Satyam Computer Services has expanded its African footprint by signing up business in Mauritius and Botswana. The company has also opened a Cape office, says country manager Chittaranjan Jena.
Satyam is one of India's top IT companies and has aggressively moved into the South African market in the last two years. The company doubled its South African revenue last year and is set to report similar growth this year.
In Botswana, Jena says, the company is implementing a portal and content solution for the government. "Our main focus there is government and we are short-listed for a few other large enterprise resource planning (ERP) implementations," he says.
"In Mauritius, we have a fairly large presence with clients like Air Mauritius, the state bank and the revenue authority," Jena adds. "We also implemented the government online project there and we have a strategic tie-up with Mauritius State Informatics to jointly execute projects and skills development."
Cape regional manager Rudra Shatapathy says his office has done brisk business since opening last year. Satyam, he notes, is doing well in the insurance and oil industries. He says many Cape companies "are not properly serviced". Vendors are largely Gauteng-based and logistics are expensive as technicians expect to be flown down to the Cape and accommodated at the clients' expense for the duration of the work, he explains.
In addition, many Cape manufacturers use JD Edwards (JDE) ERP software, which is particularly poorly supported in the Peninsula. Shatapathy says this presented Satyam with an excellent opportunity that it has vigorously exploited - and the company's Cape headcount is already over 50.
"We are giving them comfort that we are here and have a local presence," he adds.
Satyam is also helping Cape-based insurers such as Santam and Old Mutual. "They are sitting with huge legacy mainframe systems," he says. "The challenge is to move them to product-based systems based on .Net."
The company is also doing business with oil giants BP, Chevron and Engen and supporting Shell's JDE ERP.
Satyam is developing a human resources (HR) recruiting tool for the Coega Development Corporation (CDC) at the Ngquru Industrial Development Zone, near Port Elizabeth. The solution will help investors find staff and help them with general HR administration and payroll. It will also allow the CDC and other government agencies to monitor black economic empowerment and affirmative action.
"The system will be owned by the CDC," says Shatapathy. "They are investing money in it and will make money on it. They see it as an investment and it will generate a return for them," he adds, saying the software is, therefore, different from the usual HR package which is a straight-forward business expense.

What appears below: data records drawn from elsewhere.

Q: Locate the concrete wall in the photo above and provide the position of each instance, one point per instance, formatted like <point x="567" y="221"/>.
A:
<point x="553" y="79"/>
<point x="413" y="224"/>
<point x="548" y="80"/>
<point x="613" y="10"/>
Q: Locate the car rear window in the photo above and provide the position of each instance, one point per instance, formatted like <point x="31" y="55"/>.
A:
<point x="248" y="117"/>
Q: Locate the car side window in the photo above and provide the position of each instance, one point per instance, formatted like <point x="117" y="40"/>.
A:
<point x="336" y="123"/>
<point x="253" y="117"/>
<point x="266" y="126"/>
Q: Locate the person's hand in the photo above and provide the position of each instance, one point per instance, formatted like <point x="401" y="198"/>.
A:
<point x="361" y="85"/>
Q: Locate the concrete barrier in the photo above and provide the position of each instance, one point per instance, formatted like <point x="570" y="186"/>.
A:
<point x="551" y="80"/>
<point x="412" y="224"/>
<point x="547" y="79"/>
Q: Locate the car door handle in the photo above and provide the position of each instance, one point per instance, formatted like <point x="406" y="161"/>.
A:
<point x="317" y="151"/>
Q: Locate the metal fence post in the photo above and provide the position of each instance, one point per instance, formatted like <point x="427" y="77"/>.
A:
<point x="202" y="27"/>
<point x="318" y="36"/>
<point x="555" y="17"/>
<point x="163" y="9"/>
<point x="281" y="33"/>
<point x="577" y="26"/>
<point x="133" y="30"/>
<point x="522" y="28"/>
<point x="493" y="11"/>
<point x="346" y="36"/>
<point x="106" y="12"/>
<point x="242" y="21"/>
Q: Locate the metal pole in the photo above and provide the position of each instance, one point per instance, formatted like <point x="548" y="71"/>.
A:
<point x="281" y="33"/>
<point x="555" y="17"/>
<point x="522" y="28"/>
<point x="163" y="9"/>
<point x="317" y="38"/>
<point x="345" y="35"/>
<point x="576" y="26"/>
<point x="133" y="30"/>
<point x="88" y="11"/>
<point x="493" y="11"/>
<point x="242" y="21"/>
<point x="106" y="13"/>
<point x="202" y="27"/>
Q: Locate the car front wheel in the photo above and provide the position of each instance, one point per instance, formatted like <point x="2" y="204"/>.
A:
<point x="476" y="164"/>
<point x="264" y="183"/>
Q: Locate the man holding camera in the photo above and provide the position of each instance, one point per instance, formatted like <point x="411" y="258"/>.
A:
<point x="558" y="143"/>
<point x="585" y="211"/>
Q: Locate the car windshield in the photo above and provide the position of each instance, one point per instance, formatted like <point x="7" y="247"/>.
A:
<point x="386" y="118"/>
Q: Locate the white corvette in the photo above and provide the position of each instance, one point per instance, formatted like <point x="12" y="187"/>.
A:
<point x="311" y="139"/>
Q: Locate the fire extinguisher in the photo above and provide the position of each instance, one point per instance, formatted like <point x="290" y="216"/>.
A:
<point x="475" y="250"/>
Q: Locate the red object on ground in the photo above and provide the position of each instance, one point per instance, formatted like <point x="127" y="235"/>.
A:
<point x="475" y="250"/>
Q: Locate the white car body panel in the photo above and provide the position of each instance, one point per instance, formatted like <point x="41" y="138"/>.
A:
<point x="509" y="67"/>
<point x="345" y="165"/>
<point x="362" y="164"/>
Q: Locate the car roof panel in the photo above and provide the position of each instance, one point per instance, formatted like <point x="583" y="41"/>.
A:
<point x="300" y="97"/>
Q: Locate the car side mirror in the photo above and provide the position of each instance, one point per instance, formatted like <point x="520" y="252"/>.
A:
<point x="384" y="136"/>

In January, Satyam's Singapore-based VP for the Asia, Pacific, India, the Middle East and Africa, Virender Aggarwal, said the company was working in 15 other African countries and had just set up a sales operation in Kenya.
He also announced the company had then already crossed the 100-employee threshold in SA, adding the figure excluded local trainees undergoing postgraduate training in India.
"Satyam continues to commit to local skills-building. In the last three months, another 45 local graduates have been taken in for the 12-month skills-development programme," Aggarwal said.
The company was also "evaluating the idea of setting up a near-shore delivery centre to service some of [our] large clients".